Besides this total abstinence from work, “two lambs of the first year,
without spot, and two tenth deals of flour for a meat offering, mingled with
oil, and a drink offering of strong wine to be poured unto the Lord,” were
to be offered as the burnt-offering of every sabbath, beside the continual
burnt-offering, and its drink offering. These sabbath-offerings, like all
others, were only acceptable from the Altar and from the Holy Place of the
tabernacle and temple. It is clear, therefore, from the requirements of the
law, that not only do the pious among the Gentiles not keep the sabbath, but
neither can they, nor the Israelites, however zealous for its observance.
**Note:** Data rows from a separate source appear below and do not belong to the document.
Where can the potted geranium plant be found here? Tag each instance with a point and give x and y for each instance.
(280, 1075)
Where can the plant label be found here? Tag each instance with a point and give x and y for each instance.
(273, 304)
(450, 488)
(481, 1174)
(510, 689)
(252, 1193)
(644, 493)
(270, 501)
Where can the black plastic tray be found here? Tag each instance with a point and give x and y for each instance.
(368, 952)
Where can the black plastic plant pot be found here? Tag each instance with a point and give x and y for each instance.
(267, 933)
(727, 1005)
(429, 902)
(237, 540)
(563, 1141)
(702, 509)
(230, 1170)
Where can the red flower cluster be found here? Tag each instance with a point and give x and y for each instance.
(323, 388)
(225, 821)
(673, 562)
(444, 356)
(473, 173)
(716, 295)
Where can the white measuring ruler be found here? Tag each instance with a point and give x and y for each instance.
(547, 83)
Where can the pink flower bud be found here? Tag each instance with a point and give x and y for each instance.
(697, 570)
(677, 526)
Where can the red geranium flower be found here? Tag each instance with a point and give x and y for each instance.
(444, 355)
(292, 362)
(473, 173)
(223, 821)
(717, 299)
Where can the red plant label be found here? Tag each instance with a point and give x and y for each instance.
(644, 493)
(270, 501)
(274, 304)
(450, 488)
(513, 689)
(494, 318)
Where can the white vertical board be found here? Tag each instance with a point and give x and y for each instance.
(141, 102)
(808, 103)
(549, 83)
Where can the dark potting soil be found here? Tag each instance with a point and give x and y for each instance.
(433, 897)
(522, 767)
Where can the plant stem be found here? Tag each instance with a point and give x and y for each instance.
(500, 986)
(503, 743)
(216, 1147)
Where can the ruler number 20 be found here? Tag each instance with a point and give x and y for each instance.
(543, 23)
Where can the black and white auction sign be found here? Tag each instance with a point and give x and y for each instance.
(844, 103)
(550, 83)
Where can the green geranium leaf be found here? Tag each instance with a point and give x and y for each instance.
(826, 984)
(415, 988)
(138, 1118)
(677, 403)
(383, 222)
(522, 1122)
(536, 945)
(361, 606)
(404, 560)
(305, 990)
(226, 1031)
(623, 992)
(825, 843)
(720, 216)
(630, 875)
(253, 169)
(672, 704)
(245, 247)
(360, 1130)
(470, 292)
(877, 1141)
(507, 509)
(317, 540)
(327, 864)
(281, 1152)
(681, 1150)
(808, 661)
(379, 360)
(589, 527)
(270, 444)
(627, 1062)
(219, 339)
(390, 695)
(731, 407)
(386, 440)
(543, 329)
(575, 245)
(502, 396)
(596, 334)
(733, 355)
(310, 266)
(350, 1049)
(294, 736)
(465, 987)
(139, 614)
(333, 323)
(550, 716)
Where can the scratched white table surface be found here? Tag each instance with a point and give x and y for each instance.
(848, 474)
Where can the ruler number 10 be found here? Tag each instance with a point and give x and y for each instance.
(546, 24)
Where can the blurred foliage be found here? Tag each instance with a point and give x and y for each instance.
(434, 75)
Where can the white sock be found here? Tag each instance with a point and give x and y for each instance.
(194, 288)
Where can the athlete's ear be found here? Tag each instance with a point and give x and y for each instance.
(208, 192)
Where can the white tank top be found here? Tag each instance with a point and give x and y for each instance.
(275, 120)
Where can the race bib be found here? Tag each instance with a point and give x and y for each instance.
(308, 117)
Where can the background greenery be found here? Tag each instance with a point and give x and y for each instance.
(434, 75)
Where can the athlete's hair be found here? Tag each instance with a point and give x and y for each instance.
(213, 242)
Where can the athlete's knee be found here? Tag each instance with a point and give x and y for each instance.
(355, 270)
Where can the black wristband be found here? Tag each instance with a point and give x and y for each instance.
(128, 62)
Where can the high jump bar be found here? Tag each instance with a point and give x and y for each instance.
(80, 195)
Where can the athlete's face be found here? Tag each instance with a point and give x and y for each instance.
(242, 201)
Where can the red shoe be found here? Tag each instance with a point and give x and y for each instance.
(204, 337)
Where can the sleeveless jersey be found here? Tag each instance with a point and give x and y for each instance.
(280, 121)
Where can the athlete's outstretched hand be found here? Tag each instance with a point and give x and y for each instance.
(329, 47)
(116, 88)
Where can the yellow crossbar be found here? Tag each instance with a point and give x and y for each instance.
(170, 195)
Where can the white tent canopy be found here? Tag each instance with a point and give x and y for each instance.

But saith the lecturer, the observance of
the seventh day was only enjoined upon those who were “under law” to
God; not upon those who were “without law;” that is, non-Israelitish
nations. The sabbath was “a sign” between the God of Israel and that
people; and signified good things to come upon them, and through them upon the
rest of mankind, when “the times of the Gentiles” should be fulfilled.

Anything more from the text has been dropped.